С каким-то остолбенением, заломив руки, присматривался Ермола к ребенку.

Не скоро ему пришло на мысль, что надо же было позаботиться, что, может быть, дитя плачет от голоду, что на него самого неожиданно пала тяжесть, с которой совладать ему будет очень трудно. Молнией блеснули у него перед глазами: кормилица, колыбель, материнские заботы и бедность, не позволявшая ему нанять прислуги для ребенка.

Наемные руки, впрочем, казались ему недостойными касаться Божьего дара, каким считал он подкидыша, считая уже себя как бы отцом, назначенным сиротке Провидением.

— Но его могут отобрать у меня! — подумал он и испугался этой мысли.

— Нет, я не отдам его никому: это мое дитя, сам Бог послал мне его, и я ни за что не покину сиротку.

А надо было что-нибудь делать, — дитя снова расплакалось. Ермола взял его на руки. Что начать? К кому пойти за советом?

В то время, как старик, занятый своим странным приключением, носил дитя по хатке, из пеленок упал на землю какой-то тяжелый сверток. С удивлением поднял его Ермола, развернул и увидел несколько десятков червонцев Он чуть не уронил ребенка…

— Значит кто-то богатый отрекся от своей крови и покрывает золотом преступление?

И старик задумался, стараясь разгадать свет, который так мало знал дотоле и, может быть, ясновидением сердца мгновенно понял всю черноту, убожество и страдания земной жизни.

— Боже мой! — вскрикнул он. — Нашлись бы может быть и такие, которые отняли бы у сироты эти деньги. Но нет, никто не узнает, я спрячу их, пока подрастет приемыш, — а выкормить его постараюсь собственными средствами.

И бросив золото в сундучок, стоявший у кровати, куда он клал и собственные деньги, старик накинул верхнюю одежду, решив идти в деревню, попросить у людей совета. Закутывая свою ношу, испуганный и вместе счастливый Ермола вбежал в хату казачки, вдовы его товарища Герасима, которую обыкновенно называли казачихой. Последняя сидела с дочерью, которой несколько уже лет не могла найти мужа, — хотя девушка стоила того, чтобы за нею ухаживали.

Хата, которую подарил покойный пан Герасиму, стоявшая на конце деревни, на берегу Горыни, уполномочивала старого дворового говорить пословицу: моя хата с краю, я ничего не знаю, потому что за нею были только выгон и развалины, обитаемые Ермолою. Между этими хатами, вследствие прежних отношений, сохранялась дружба: казачиха стирала белье старика, готовила ему пищу, и иногда Ермола приходил к ней за помощью, а чаще отвести душу беседой. Но казачка жила более в достатке, и никогда не терпела нужды при своей бережливости и расчетливости.

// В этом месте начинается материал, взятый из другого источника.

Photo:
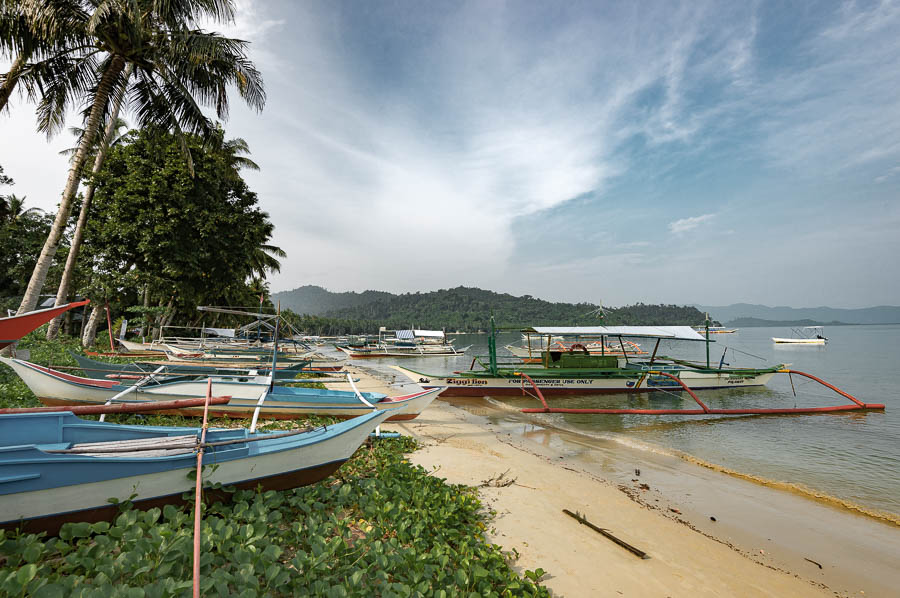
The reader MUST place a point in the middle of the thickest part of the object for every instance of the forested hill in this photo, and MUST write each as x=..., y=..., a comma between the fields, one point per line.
x=469, y=309
x=314, y=300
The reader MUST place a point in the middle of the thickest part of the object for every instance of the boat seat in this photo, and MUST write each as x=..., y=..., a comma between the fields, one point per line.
x=157, y=446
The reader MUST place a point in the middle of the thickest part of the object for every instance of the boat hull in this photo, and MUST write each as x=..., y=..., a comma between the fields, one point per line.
x=57, y=389
x=41, y=491
x=487, y=385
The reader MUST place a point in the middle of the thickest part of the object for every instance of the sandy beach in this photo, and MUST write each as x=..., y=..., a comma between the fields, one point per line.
x=707, y=533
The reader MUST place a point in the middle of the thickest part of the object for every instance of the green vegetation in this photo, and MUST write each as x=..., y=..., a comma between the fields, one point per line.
x=147, y=57
x=185, y=238
x=379, y=527
x=469, y=309
x=314, y=300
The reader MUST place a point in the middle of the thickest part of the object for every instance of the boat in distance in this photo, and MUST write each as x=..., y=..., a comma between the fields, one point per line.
x=104, y=371
x=808, y=335
x=580, y=372
x=55, y=388
x=56, y=468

Почерневшая ветхая хата, несмотря на то, что казак строил ее с помощью пана, походила на все прочие, тянувшиеся рядом по деревне, но лес на стенах был гораздо толще и внутри было почище.

К хате этой примыкал небольшой огород и немного дальше часть поля для посева ржи и ярового хлеба. У казачихи было четыре коровы, от которых собирала она молоко, сыр, масло и продавала в местечке или окрестным помещикам; для обработки полей нанимала она плуг; имела десять овец и даже купила было в борону лошадь, которая, однако же, погибла от недосмотра. Кроме вдовы казачихи и дочери ее, жили еще в хате старый паробок [10] Федор, поседевший на чужом хлебе, несколько глухой и большой пьяница, мальчик подросток и наемная девушка. Хозяйство, управляемое старухой вдовой, могло назваться достаточным, — и тем страннее казалось, что никто не искал руки Горпины [11], которая достигла уже двадцати лет и считалась первой красавицей в деревне.

Высокого роста, статного сложения, красивая, чернобровая девушка эта казалась переодетой панной, когда, бывало, в праздник уберется в голубую бекешку и желтые сафьяновые сапожки на высоких подборах. Парни только издали смотрели на нее, вздыхали, вертели шапками, чесали в затылке, но ни один не смел к ней приблизиться. Во-первых, Горпина действительно была горда, словно большая панна, во-вторых, носилась молва, что к ней приезжал один шляхтич, служивший некогда в деревне писарем, — страстно в нее влюбленный и которому она отвечала взаимностью. Об этой таинственной связи рассказывали чудеса, и вот почему парни избегали хорошенькой казачки.